Estoy escribiendo esta novela como camino por la montaña. Tengo un mapa, un recorrido trazado, y un punto claro al que llegar. Pero las condiciones climáticas, los animales salvajes, los imprevistos, y el propio ánimo, que a veces le falla a uno, son parte del viaje. Cuando empiezas a hacer una caminata, es fácil desmotivarse a los primeros días. Los pies te duelen, llenos de ampollas, estás cansado, desanimado, y no crees que vayas a poder terminar. Pero sigues caminando, y acabas cogiendo un ritmo que al principio a tu cuerpo se le hacía ajeno. Así me siento con la novela: ahora que he llegado a la mitad, conozco los ritmos de mi cuerpo (escribir también es, aunque mucha gente no lo crea, un esfuerzo físico), mis límites, a veces flexibles. Y conozco el terreno, esta montaña de palabras que escupo con mis dedos, que exprimo desde la cabeza.
No escribo ficción durante el año, de modo que cuando lo hago en verano me siento un poco oxidado. Al principio, notaba mi escritura lenta, ortopédica, plagada de un cálculo encorsetado y molesto. Ahora me noto más cómodo. En parte porque he recordado que a veces hay que lanzarse a escribir como se lanza uno a andar, sin negociaciones, sin grandes planes. En parte porque, conforme escribo, recuerdo algunas estrategias técnicas, trucos que había olvidado y que han emergido de la memoria muscular de mi cerebro.
La primera es leer en voz alta. La primera literatura fue oral, es una herencia inevitable. Leer en alto lo que has escrito te permite reconocer repeticiones de palabras y estructuras, pero también el ritmo del capítulo, o el fragmento. Utilizar Natural Reader está siendo todo un descubrimiento. Después de escribir un capítulo, me voy a pasear a Frida, escucho lo que he escrito, reconozco lo que no funciona, y lo arreglo al día siguiente. Esta idea la saqué de Manu Ortiz, que es el mejor.
La segunda es calentar. Igual que no me pongo a levantar pesas sin hacer un calentamiento, no debería escribir sin prepararme. Me lleva apenas unos diez minutos: escribir cosas aleatorias, aunque no tengan sentido, pero sin detenerme y sin valorarlo. Después, lo borro. Ya ha cumplido su propósito. Cuando vuelvo a la novela, tengo el cerebro mucho más despierto y preparado.
La tercera es nueva. Revisitando el estupendo 70 trucos para sacarle brillo a tu novela, de Gabriella Campbell, descubrí un truquito que estoy encontrando muy útil: utilizar las palabras aleatorias de Free Dictionary. En esta web encontraréis una lista bien nutrida de palabras random. Cada día intento utilizar una o dos de esas en lo que estoy escribiendo.
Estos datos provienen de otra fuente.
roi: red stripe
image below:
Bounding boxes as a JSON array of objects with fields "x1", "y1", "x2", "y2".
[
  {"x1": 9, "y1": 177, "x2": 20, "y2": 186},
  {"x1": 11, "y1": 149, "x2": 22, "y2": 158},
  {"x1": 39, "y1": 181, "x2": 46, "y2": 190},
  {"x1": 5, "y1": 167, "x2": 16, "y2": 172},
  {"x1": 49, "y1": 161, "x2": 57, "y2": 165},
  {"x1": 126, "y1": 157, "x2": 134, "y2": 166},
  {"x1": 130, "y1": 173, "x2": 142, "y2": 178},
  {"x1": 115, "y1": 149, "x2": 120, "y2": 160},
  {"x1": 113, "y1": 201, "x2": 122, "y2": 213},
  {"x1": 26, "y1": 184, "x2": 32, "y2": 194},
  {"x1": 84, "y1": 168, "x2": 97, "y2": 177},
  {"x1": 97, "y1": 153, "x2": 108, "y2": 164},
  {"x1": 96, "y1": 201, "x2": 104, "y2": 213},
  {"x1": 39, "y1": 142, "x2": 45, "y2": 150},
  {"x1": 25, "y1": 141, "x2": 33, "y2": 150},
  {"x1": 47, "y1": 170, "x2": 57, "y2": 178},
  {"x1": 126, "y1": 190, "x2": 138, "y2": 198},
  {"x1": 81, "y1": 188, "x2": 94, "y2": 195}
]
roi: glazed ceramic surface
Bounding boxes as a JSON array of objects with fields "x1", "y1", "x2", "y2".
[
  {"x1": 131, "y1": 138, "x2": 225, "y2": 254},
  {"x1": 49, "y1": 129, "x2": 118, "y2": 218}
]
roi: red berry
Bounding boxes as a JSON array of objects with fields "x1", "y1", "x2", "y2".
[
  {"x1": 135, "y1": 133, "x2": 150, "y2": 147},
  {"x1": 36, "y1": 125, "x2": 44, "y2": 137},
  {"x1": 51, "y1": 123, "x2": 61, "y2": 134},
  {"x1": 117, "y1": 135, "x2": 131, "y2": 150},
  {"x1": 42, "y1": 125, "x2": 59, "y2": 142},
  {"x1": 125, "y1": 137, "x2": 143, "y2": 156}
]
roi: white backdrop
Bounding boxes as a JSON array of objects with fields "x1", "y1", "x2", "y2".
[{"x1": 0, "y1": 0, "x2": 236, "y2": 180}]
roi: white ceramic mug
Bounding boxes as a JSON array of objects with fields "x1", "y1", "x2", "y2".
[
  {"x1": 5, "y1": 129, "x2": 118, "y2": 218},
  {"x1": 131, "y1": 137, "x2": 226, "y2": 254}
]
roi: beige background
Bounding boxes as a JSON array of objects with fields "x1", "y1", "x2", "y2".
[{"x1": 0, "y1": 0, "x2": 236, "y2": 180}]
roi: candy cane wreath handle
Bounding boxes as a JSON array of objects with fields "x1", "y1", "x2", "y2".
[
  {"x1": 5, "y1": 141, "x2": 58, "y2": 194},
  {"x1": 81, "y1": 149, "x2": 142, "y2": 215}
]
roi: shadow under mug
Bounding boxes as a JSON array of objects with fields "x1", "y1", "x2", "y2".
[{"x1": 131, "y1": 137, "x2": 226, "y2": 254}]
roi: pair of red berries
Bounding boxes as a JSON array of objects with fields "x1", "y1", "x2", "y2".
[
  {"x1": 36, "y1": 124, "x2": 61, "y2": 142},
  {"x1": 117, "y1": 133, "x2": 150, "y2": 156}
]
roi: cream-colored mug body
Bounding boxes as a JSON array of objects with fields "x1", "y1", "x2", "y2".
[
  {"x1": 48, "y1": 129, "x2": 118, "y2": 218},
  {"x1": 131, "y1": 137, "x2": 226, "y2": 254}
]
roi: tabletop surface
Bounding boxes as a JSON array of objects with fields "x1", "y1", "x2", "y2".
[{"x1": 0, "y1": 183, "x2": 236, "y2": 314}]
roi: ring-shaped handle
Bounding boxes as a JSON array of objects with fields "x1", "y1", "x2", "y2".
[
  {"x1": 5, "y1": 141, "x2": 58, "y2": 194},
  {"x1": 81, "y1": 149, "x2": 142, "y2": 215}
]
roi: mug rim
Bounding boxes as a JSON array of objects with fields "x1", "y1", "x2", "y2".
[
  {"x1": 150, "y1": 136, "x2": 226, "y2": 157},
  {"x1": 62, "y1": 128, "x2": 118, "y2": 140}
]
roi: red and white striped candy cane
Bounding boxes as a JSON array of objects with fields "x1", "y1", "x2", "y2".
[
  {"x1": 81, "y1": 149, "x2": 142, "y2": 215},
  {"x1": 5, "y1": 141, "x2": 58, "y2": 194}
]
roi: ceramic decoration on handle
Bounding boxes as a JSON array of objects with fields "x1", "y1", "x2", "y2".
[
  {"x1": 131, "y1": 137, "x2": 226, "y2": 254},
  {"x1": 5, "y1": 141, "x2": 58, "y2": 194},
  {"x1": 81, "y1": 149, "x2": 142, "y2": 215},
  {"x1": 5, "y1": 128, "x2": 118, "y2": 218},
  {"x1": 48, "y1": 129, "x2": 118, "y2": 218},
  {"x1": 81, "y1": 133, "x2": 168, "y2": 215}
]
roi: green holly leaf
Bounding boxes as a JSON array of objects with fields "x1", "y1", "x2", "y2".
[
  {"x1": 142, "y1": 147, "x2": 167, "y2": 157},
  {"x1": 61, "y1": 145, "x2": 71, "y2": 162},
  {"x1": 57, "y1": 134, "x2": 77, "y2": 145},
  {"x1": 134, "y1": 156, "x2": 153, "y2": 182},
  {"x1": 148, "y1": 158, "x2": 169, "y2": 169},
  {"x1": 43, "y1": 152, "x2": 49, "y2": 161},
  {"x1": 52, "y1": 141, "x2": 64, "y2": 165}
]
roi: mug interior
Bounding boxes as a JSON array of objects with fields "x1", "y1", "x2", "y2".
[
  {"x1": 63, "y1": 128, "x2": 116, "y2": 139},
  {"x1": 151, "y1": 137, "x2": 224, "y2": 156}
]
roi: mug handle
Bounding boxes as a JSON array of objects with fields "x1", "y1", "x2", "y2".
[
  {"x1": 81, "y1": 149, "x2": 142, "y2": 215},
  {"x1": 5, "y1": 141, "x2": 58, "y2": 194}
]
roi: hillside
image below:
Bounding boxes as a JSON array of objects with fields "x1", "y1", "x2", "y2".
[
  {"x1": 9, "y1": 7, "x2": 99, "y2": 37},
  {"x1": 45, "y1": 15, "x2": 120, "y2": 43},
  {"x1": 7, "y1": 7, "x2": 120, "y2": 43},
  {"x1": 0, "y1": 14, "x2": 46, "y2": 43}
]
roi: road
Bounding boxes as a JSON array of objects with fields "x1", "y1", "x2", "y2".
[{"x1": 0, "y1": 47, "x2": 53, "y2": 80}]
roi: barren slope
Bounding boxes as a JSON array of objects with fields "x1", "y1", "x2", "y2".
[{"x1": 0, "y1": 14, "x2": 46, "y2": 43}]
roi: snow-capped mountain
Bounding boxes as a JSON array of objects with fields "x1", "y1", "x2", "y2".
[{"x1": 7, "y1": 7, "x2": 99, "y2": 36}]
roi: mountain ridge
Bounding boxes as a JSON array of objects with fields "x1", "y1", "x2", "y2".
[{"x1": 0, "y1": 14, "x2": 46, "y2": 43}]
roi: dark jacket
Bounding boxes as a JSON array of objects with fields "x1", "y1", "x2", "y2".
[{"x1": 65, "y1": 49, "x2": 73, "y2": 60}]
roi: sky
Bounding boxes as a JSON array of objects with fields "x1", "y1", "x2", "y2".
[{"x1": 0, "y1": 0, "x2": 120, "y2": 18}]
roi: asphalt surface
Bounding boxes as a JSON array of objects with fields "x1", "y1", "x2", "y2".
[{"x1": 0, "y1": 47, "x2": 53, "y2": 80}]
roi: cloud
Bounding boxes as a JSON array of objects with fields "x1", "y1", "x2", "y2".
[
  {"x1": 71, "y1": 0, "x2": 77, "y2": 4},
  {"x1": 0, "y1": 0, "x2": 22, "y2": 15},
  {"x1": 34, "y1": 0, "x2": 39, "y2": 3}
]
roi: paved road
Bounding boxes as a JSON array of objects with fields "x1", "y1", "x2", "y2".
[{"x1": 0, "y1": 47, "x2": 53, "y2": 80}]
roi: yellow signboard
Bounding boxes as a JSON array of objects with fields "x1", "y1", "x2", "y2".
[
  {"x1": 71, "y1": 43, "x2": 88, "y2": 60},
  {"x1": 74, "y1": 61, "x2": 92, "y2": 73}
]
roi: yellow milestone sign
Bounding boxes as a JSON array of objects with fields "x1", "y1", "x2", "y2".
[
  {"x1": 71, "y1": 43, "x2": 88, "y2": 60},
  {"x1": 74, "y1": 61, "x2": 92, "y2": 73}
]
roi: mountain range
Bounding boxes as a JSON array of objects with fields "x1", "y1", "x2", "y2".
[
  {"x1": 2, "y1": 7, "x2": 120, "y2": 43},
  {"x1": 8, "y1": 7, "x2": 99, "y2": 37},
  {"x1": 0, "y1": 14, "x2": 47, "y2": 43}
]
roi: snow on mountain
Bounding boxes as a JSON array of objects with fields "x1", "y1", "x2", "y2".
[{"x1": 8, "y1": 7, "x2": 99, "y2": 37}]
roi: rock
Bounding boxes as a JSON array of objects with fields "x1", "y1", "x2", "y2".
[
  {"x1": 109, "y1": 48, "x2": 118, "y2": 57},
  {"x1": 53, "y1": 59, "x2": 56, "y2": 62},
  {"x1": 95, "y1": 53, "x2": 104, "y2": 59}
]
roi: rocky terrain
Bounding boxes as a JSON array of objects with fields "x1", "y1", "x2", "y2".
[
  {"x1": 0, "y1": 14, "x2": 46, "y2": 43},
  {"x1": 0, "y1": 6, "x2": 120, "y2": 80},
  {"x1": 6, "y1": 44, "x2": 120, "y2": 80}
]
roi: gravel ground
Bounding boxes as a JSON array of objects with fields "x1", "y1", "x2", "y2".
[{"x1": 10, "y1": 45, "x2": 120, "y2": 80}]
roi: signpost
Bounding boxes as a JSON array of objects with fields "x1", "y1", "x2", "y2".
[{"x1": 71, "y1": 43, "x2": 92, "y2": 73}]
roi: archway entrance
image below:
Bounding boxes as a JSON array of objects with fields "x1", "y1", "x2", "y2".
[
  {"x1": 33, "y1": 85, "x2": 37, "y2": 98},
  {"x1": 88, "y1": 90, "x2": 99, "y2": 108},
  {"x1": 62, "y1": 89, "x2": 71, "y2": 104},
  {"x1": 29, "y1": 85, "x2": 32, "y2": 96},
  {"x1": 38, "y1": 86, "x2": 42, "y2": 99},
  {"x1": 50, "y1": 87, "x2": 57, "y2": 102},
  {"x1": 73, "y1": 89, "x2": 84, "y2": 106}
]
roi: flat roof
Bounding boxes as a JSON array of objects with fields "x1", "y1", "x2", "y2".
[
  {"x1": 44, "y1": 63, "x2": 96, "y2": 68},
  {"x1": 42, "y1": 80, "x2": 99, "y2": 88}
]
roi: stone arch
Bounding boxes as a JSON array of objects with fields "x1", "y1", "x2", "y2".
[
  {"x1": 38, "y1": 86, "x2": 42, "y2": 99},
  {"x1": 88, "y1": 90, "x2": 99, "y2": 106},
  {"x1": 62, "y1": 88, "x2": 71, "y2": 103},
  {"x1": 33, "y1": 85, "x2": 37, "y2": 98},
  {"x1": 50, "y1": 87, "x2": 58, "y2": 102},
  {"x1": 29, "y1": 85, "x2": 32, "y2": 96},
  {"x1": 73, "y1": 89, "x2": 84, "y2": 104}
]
Esto me permite ampliar mi vocabulario y añadirle una capa creativa al proceso, preguntándome cómo narices puedo encajar el verbo “desahogar” sin que suene forzado o extraño. A menudo me he encontrado escribiendo muy buenos párrafos (a mi juicio, claro) solo para meter la dichosa palabrita.
Estoy bastante reconciliado con no llegar a la fecha del premio en el que quería participar, el uno de septiembre. Creo que puedo tenerla terminada para entonces, pero va a necesitar un proceso de edición y reescritura bastante profundo. Y para eso necesito un tiempo que no tengo. Lo vamos viendo. Lo importante es la historia: terminarla como quiero hacerlo. Eso tal vez sea en septiembre, tal vez en diciembre. No puedo pedirme más de lo que puedo dar.